Note: I don't know how this works for the Java driver, good luck.

edited Jan 05 '18 at 17:39

Vlad Mihalcea

142,745
71
566
911

answered Dec 05 '14 at 19:27

Will Shaver

12,471
5
49
64

2

its giving me the list of user id how i can get the count of that – ak3191 Oct 12 '18 at 15:34

score 3 · Answer 2 · edited May 23 '17 at 11:45

Take a look at this answer

1) The easiest way to do this is via the aggregation framework. This takes two "$group" commands: the first one groups by distinct values, the second one counts all of the distinct values

2) If you want to do this with Map/Reduce you can. This is also a two-phase process: in the first phase we build a new collection with a list of every distinct value for the key. In the second we do a count() on the new collection.

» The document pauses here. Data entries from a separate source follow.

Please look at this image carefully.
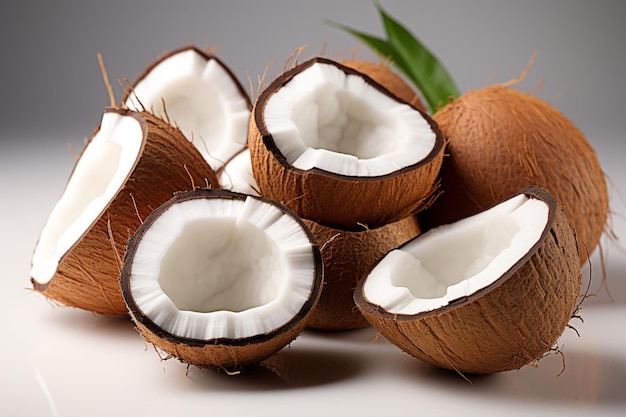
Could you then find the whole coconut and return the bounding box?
[421,85,608,264]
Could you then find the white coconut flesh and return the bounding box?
[219,148,259,195]
[264,62,436,177]
[363,195,549,315]
[130,197,315,340]
[31,112,144,284]
[125,49,250,170]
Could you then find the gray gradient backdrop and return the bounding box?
[0,0,626,143]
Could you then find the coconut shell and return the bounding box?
[120,189,323,371]
[341,60,427,112]
[31,109,219,315]
[303,216,420,330]
[421,86,608,264]
[248,58,444,230]
[355,188,582,374]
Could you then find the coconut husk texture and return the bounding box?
[355,188,582,374]
[420,85,609,265]
[303,216,420,330]
[31,108,219,315]
[341,60,427,112]
[248,58,444,230]
[120,189,323,372]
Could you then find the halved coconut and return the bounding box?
[31,109,218,315]
[303,216,420,330]
[123,46,252,171]
[248,58,444,230]
[121,189,323,370]
[355,187,581,374]
[341,60,426,112]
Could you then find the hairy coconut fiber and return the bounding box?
[120,189,323,372]
[303,216,420,330]
[31,109,219,315]
[248,58,445,230]
[355,189,582,374]
[341,60,426,112]
[422,86,608,264]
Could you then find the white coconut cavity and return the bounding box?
[264,62,436,177]
[126,49,250,170]
[363,195,549,315]
[31,112,144,284]
[130,197,315,340]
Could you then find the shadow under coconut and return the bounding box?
[183,346,362,391]
[419,346,626,407]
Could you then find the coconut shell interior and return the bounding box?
[248,58,444,230]
[303,216,420,330]
[31,109,219,315]
[420,86,608,265]
[355,189,582,374]
[341,60,427,112]
[120,189,323,371]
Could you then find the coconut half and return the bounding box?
[121,189,323,370]
[31,109,219,315]
[355,187,581,374]
[303,216,420,330]
[123,46,252,171]
[248,58,444,230]
[420,85,609,265]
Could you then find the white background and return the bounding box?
[0,0,626,416]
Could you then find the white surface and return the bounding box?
[0,136,626,417]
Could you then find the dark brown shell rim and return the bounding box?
[122,45,252,110]
[253,57,445,182]
[120,188,323,347]
[30,107,148,291]
[354,186,557,321]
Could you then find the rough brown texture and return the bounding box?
[120,189,324,371]
[422,86,608,264]
[31,109,219,315]
[341,60,426,112]
[304,216,420,330]
[355,189,582,374]
[248,58,444,230]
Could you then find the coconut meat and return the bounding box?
[31,112,144,284]
[130,197,315,340]
[264,62,436,177]
[363,195,549,315]
[125,49,250,170]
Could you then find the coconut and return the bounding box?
[121,189,323,371]
[248,58,444,230]
[341,60,426,112]
[217,147,259,195]
[421,85,608,264]
[123,46,252,171]
[303,216,420,330]
[355,187,582,374]
[31,109,218,315]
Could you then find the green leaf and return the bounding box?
[377,5,460,112]
[329,4,460,113]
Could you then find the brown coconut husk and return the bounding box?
[303,216,420,330]
[355,188,582,374]
[31,108,219,315]
[120,189,323,372]
[248,58,444,230]
[421,84,609,265]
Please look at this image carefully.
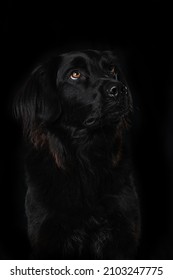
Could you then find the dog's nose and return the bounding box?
[107,82,128,97]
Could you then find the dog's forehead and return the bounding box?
[58,50,116,68]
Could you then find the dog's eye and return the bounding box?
[108,65,116,76]
[70,70,81,80]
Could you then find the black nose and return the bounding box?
[107,82,128,97]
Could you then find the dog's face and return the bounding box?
[15,50,132,133]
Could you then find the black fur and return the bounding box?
[15,50,140,259]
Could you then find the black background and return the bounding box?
[0,0,173,259]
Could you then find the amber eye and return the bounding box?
[70,70,81,80]
[108,65,116,75]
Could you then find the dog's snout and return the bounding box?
[106,82,128,97]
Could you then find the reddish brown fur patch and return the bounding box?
[30,127,64,169]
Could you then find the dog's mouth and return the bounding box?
[83,106,132,129]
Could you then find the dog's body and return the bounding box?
[16,50,140,259]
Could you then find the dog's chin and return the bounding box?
[83,107,131,130]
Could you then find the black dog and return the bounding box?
[15,50,140,259]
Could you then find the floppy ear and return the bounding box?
[14,61,61,134]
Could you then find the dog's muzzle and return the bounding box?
[106,81,128,98]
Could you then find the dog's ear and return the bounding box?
[14,63,61,134]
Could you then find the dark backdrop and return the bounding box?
[0,0,173,259]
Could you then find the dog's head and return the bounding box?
[13,50,132,137]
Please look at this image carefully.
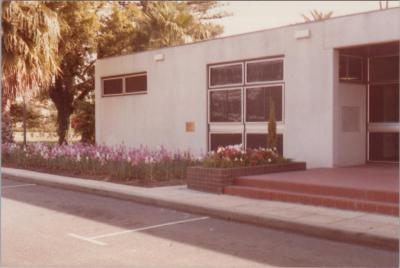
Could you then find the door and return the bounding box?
[367,54,400,162]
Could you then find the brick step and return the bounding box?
[233,177,399,204]
[224,185,399,216]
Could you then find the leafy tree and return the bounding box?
[10,102,41,129]
[267,99,278,151]
[49,1,224,144]
[71,99,95,143]
[301,9,333,22]
[1,1,59,99]
[49,1,102,144]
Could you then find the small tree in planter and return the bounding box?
[267,99,277,152]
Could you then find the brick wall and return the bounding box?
[186,162,306,193]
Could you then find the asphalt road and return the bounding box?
[1,178,399,267]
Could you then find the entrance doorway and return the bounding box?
[339,42,400,162]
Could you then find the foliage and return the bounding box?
[49,1,102,144]
[98,1,229,58]
[301,9,333,22]
[267,99,278,152]
[10,103,41,129]
[203,145,288,168]
[1,112,14,143]
[71,101,95,143]
[1,1,59,99]
[2,143,196,182]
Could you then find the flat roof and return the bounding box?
[98,7,400,60]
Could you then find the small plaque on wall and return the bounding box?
[186,121,194,132]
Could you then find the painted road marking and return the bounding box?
[67,217,210,246]
[91,217,209,239]
[1,183,36,189]
[68,233,107,246]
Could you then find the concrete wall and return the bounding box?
[96,9,400,167]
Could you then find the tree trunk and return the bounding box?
[22,97,26,147]
[50,77,73,145]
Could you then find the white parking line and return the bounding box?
[91,217,209,239]
[67,217,210,246]
[68,233,107,246]
[1,183,36,189]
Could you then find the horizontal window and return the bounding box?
[209,63,243,87]
[210,89,242,122]
[125,75,147,93]
[246,59,283,83]
[103,78,123,95]
[102,73,147,96]
[339,55,364,82]
[246,133,283,155]
[210,133,242,151]
[246,86,283,122]
[369,56,399,83]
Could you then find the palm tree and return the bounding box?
[139,1,223,48]
[1,1,60,99]
[301,9,333,22]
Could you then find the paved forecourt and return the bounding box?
[1,175,398,267]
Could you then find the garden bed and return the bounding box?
[186,162,306,193]
[186,145,306,193]
[2,144,198,187]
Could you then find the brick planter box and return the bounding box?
[186,162,306,193]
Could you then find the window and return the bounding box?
[339,55,364,82]
[207,56,284,153]
[246,133,283,155]
[102,73,147,96]
[210,133,242,151]
[246,86,283,122]
[210,89,242,122]
[209,63,243,87]
[125,74,147,93]
[246,59,283,83]
[369,56,399,83]
[368,83,399,122]
[103,78,122,95]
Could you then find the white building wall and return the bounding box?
[96,9,400,167]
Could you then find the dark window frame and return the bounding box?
[244,57,285,85]
[100,72,148,97]
[243,83,285,124]
[338,54,367,84]
[207,87,244,125]
[207,61,245,89]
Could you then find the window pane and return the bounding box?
[247,60,283,82]
[210,89,242,122]
[211,134,242,151]
[246,134,283,155]
[246,86,282,122]
[103,78,122,95]
[339,55,363,82]
[369,56,399,82]
[348,57,363,81]
[369,132,399,162]
[210,64,243,86]
[125,75,147,92]
[339,56,347,80]
[369,84,399,122]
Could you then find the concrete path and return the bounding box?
[2,168,399,250]
[0,175,399,268]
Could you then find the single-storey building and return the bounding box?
[95,8,400,167]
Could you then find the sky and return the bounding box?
[217,1,400,36]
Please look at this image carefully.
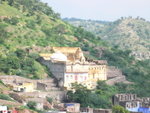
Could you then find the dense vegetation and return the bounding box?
[64,17,150,59]
[0,0,106,79]
[0,0,150,108]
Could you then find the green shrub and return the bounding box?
[27,101,37,109]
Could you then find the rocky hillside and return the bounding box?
[0,0,105,78]
[64,17,150,59]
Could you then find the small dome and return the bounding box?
[51,52,67,62]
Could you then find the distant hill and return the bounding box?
[0,0,150,103]
[0,0,106,79]
[65,17,150,59]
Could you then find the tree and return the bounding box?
[46,97,53,104]
[112,105,130,113]
[27,101,37,109]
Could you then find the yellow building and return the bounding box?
[41,47,107,89]
[13,82,34,92]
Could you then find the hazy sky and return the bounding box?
[42,0,150,21]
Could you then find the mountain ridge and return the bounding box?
[65,17,150,60]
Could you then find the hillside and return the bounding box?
[0,0,108,78]
[0,0,150,108]
[65,17,150,60]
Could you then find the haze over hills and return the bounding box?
[64,17,150,59]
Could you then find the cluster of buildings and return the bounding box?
[113,94,150,113]
[40,47,107,89]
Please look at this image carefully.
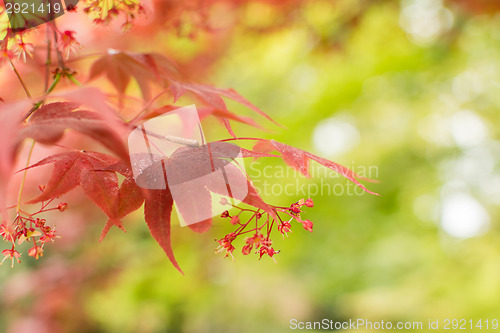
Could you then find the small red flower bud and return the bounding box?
[278,221,292,234]
[28,245,43,260]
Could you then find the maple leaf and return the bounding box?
[21,151,118,204]
[169,81,279,125]
[248,140,379,195]
[131,142,247,228]
[88,49,177,100]
[19,102,128,160]
[144,188,182,273]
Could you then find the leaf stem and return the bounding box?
[9,58,32,100]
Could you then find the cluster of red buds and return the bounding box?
[216,199,314,262]
[0,198,64,267]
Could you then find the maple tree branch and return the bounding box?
[16,140,36,214]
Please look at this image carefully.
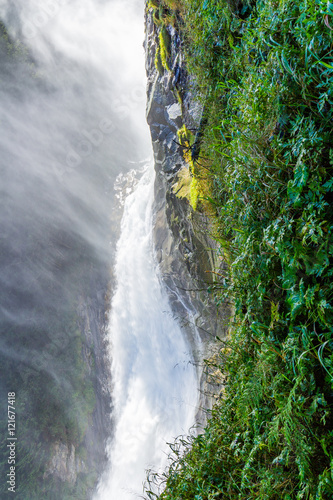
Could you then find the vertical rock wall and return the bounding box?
[145,2,229,418]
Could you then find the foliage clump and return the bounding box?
[146,0,333,500]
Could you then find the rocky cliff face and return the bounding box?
[145,4,228,418]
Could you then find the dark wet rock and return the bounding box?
[145,5,229,421]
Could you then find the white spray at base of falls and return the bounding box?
[95,167,198,500]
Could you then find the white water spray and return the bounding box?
[96,167,198,500]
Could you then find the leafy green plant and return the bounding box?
[147,0,333,500]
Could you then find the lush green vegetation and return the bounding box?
[146,0,333,500]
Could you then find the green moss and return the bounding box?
[154,47,164,75]
[148,0,333,500]
[158,26,171,71]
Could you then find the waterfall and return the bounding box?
[0,0,197,494]
[96,165,198,500]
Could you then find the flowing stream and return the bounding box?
[96,166,198,500]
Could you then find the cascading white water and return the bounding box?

Note that you cannot return the result of the map/reduce inline, because that will potentially overrun the 16MB document size limit. You can save the calculation in a collection and then count() the size of the collection, or you can get the number of results from the return value of mapReduce().

score 2 · Answer 3 · answered Dec 05 '16 at 13:29

If you are using mongodb 3.0 and above you can use DistinctIterable class with batchSize.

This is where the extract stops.